Collecting concert tickets at will call, I became Mr. Orange. I have been drop kicked as the following persons at various venues:  Jack Klieg, Mr. Hans, Jack Alleno, Jack Zees, and Jackowens.

When I retired from the FBI after 30 years as an agent, I was not worried about a bureaucratic snafu in the paper work until I noted the name on the retirement documents:  Jack Owens.  Jack Owens?  Who in the heck is he?


10 thoughts on “What’s In A Name?

  1. Hey Jack, I can relate. I am frequently assumed to be female. One voter told a friend, I don’t know Ashley Curry, but I voted for her. At least I got some of the female votes because of the confusion.

    Once after a late arrival at Quantico, I walked into a dorm room with a young female agent preparing for bed. I said hello and thought this must be the “new bureau”. She did not find that humorous and kicked me out. I went back to the desk and finally was assigned another room.
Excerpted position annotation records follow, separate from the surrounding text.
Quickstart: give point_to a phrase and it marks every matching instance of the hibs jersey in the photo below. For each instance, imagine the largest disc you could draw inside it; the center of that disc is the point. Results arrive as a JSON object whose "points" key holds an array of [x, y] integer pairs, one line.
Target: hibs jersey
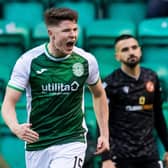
{"points": [[54, 90]]}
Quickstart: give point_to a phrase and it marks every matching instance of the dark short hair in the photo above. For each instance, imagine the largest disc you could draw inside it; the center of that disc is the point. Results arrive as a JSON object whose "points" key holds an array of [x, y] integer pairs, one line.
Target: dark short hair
{"points": [[123, 37], [54, 16]]}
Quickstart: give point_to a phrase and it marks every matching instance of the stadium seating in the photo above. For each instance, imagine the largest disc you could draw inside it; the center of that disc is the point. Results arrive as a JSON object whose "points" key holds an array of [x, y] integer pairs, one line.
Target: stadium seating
{"points": [[39, 35], [86, 9], [128, 10], [27, 14], [153, 36], [13, 41], [100, 42]]}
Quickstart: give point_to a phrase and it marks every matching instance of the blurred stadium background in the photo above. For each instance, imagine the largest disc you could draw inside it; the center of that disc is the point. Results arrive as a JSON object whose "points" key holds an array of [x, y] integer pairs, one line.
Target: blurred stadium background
{"points": [[100, 22]]}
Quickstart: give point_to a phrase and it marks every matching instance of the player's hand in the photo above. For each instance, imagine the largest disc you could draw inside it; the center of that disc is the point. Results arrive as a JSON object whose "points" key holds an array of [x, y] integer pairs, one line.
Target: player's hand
{"points": [[166, 159], [24, 132], [102, 145], [108, 164]]}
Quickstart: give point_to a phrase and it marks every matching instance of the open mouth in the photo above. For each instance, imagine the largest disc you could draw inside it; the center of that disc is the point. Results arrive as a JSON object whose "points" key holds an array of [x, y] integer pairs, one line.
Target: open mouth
{"points": [[70, 44]]}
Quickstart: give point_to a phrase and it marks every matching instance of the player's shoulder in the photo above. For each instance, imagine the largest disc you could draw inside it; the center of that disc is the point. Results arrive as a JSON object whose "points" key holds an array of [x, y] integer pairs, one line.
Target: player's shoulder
{"points": [[83, 53], [34, 52]]}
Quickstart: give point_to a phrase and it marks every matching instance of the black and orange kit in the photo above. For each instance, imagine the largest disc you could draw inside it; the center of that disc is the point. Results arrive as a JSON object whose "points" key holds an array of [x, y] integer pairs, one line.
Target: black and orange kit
{"points": [[135, 112]]}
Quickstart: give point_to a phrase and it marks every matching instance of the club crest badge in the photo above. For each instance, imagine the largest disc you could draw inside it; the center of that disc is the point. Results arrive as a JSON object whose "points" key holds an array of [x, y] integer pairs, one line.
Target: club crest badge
{"points": [[126, 89], [150, 86], [78, 69]]}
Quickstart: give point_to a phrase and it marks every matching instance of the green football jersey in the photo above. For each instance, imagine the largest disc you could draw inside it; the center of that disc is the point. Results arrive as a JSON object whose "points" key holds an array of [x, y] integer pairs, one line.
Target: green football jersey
{"points": [[54, 90]]}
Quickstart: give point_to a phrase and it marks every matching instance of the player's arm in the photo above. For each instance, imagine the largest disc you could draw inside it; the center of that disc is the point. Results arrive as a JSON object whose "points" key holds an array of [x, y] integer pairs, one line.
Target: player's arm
{"points": [[160, 123], [23, 131], [102, 115]]}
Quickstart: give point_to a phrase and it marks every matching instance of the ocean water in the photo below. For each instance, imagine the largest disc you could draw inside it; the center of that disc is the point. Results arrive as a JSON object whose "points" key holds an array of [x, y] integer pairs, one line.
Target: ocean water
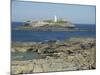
{"points": [[29, 35]]}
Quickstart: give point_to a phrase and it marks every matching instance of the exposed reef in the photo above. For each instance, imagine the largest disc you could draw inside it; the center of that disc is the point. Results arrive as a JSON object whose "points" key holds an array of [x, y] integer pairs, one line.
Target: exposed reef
{"points": [[72, 54]]}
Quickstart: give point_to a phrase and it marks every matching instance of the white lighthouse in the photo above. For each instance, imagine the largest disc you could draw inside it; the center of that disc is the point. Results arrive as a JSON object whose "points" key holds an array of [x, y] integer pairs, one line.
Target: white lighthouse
{"points": [[55, 18]]}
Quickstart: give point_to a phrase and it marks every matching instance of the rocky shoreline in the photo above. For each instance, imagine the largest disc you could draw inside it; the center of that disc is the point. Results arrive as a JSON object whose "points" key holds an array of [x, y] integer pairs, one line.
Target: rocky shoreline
{"points": [[67, 55]]}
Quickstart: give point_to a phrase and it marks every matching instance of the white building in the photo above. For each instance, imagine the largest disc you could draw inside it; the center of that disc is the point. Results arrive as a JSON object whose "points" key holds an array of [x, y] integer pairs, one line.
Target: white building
{"points": [[55, 18]]}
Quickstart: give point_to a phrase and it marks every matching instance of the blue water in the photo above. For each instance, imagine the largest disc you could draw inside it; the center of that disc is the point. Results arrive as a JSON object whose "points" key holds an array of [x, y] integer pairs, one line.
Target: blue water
{"points": [[29, 35]]}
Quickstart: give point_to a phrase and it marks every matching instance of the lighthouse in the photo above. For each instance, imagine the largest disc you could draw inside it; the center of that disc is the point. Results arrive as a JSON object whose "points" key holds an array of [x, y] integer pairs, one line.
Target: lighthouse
{"points": [[55, 18]]}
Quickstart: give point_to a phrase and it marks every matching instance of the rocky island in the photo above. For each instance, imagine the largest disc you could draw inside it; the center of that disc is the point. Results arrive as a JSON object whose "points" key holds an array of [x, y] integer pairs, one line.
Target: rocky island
{"points": [[47, 25]]}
    Enjoy hearing more stories

    Liked by 1 person

  2. Jack, I truly empathize about the mangled name. As I progressed each year in grade school my teachers often called me Helen. I have no idea why since I only got into a bit of trouble in each grade. Surely they didn’t mean ‘hellion’!? Shirley

    Sent from my iPad



  3. Well, I wasn’t that particular young female agent, but I WAS in NAC 78-15 with Ashley! (). As for you, Jack, I always thought of you as Gary. Gary Owens. I just realized that Gary Owens was the announcer on Laugh In…anyway, nice to know you both :-).


  4. I feel your pain. Recently, on a business call, I was asked to repeat my name.

    It’s “Jay”.

    “Jane?” asked the lady on the other end. Typically, I’m especially polite and professional on calls, but this was just ridiculous.

    “Do I sound like a Jane?”

    A mild, less than genuine apology followed. Most often I get “Jake?”, like I snuck in a stealth “K” sound. I get junk mail for James O. Thompson. Have no idea what my middle name is there. Also, inexplicably, “James Miller”.

    I don’t mumble. I don’t stutter. I enunciate. People are “lazy listening,” as I call it.


    1. Hi Jay. You have my complete sympathy and understanding. I also say to myself: I did not number or stutter. I speak clearly. Still my names gets thrown into a mental and verbal meat grinder. The most common is Owen instead of Owens. I have friends who’s last names are Owen, and they are called Owens. What to do?